Another important way of thinking about rights exists in the distinction that can be made between procedural rights and substantive rights. To put it simply, a procedural right is concerned with how things are to be done while a substantive right concerns what is to be done. Take a situation in which a student was suspended from school for challenging something a teacher did. The student might have been given the opportunity to attend a hearing and to make a statement in his or her own defence, thus honouring the student’s procedural right to “a fair trial.” On the other hand, the substantive right to be free from punishment simply for expressing an opinion may have been violated. The most important procedural right is what is usually called natural justice, which was discussed previously. Procedural rights are important, but without substantive rights they are insufficient.
A third distinction is between negative rights and positive rights, or, as they are sometimes termed, option rights and welfare rights. A negative right is the right to do something free from restraint; hence, it involves a choice or option. The rights to free speech and free assembly are examples of negative rights; you can exercise them if you wish to do so. Positive or welfare rights, on the other hand, involve the right to have or receive something. The right to education, for instance, can exist only if educational services or programs are available. Thus, positive rights imply an obligation on the part of somebody other than the holder of the right ‒ often the government ‒ to do or provide something to enable people to exercise their rights. Western societies such as Canada have tended to give more weight to option rights than to welfare rights.

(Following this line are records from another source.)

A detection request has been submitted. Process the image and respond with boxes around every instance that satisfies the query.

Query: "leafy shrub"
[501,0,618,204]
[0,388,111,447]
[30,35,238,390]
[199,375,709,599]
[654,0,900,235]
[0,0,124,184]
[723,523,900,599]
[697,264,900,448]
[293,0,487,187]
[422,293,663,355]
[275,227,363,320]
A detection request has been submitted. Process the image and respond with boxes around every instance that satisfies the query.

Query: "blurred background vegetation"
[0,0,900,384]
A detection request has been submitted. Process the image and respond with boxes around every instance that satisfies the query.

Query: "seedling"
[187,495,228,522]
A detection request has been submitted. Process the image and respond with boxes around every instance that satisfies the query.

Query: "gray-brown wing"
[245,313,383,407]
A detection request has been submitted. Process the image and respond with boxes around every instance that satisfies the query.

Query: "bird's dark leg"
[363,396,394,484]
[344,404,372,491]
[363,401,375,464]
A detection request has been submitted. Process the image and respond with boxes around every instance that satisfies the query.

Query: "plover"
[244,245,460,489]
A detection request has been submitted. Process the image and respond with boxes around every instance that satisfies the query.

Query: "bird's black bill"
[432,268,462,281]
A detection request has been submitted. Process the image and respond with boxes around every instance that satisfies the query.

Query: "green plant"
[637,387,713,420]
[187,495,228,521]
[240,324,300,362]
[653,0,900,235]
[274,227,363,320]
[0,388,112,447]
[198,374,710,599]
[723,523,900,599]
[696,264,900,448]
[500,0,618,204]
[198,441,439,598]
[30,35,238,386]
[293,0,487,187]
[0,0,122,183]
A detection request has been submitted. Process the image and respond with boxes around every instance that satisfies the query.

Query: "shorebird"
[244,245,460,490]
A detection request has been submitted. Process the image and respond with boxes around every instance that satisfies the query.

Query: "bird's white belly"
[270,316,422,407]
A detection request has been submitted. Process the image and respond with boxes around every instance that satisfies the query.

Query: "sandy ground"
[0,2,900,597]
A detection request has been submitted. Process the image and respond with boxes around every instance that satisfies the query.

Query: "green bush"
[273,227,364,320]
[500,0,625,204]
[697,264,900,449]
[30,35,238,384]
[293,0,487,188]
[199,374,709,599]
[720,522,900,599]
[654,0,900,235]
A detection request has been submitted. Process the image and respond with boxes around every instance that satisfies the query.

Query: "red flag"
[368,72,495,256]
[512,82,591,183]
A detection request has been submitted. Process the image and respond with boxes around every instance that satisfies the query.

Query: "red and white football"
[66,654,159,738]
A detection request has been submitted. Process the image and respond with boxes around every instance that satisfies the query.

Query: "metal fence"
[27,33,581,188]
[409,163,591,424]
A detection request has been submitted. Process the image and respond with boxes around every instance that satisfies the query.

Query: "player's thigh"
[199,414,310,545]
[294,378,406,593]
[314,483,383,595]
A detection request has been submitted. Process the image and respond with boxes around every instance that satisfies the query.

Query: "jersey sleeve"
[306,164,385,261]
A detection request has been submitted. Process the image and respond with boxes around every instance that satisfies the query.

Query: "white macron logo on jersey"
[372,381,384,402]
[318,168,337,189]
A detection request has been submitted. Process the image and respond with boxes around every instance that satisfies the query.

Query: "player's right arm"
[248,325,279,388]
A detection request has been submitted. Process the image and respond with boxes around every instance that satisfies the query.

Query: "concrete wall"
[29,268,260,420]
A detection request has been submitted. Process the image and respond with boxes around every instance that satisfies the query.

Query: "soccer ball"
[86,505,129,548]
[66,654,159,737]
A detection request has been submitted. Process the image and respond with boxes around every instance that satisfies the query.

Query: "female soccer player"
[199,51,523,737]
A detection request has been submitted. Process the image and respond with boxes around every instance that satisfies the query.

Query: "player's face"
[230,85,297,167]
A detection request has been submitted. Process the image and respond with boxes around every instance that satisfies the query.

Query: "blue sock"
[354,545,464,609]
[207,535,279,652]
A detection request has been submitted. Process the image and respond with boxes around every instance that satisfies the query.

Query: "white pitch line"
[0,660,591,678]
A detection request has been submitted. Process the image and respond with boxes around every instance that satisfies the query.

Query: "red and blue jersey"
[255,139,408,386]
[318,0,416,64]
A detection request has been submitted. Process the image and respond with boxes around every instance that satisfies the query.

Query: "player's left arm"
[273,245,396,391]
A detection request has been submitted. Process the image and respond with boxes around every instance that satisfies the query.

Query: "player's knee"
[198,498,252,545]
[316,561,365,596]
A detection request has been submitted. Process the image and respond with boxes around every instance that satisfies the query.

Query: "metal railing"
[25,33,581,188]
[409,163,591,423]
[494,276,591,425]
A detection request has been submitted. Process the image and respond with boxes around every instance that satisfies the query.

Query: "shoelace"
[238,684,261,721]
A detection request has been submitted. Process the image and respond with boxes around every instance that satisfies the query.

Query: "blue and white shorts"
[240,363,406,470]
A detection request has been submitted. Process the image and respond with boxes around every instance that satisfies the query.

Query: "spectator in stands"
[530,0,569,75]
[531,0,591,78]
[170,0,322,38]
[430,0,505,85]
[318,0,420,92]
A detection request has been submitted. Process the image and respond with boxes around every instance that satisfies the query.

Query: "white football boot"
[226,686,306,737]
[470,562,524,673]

A fourth way of thinking about rights has to do with individual rights and collective rights. Respecting the rights of an individual may impose constraints of some kind on the collectivity, whether it be a class, community, or country. For example, providing education to children with acute health concerns can be very expensive, but is borne by the community to meet the child’s right to be educated. As well, the collective rights of minority language and religious groups may be protected even if they do not coincide with the wishes of the dominant majority.
Finally, one can distinguish between personal rights and property rights. Personal rights (e.g., freedom of speech and religion, the right to vote) belong to all individuals who are members of the society. Nobody has more or less of these rights than anybody else. Property rights, on the other hand, belong only to those who have property. They accrue not because of who one is, but because of what one has. Those who have more possessions will also have more rights. Historically, property rights have often taken precedence over personal rights. The right to vote, for example, was for many years restricted to those who held property. Property rights have also been used in the past to limit the rights of workers to form unions, to bargain collectively, and to strike. Indeed, the rights of property owners have often been used to restrict the ability of governments to take action on behalf of the collectivity.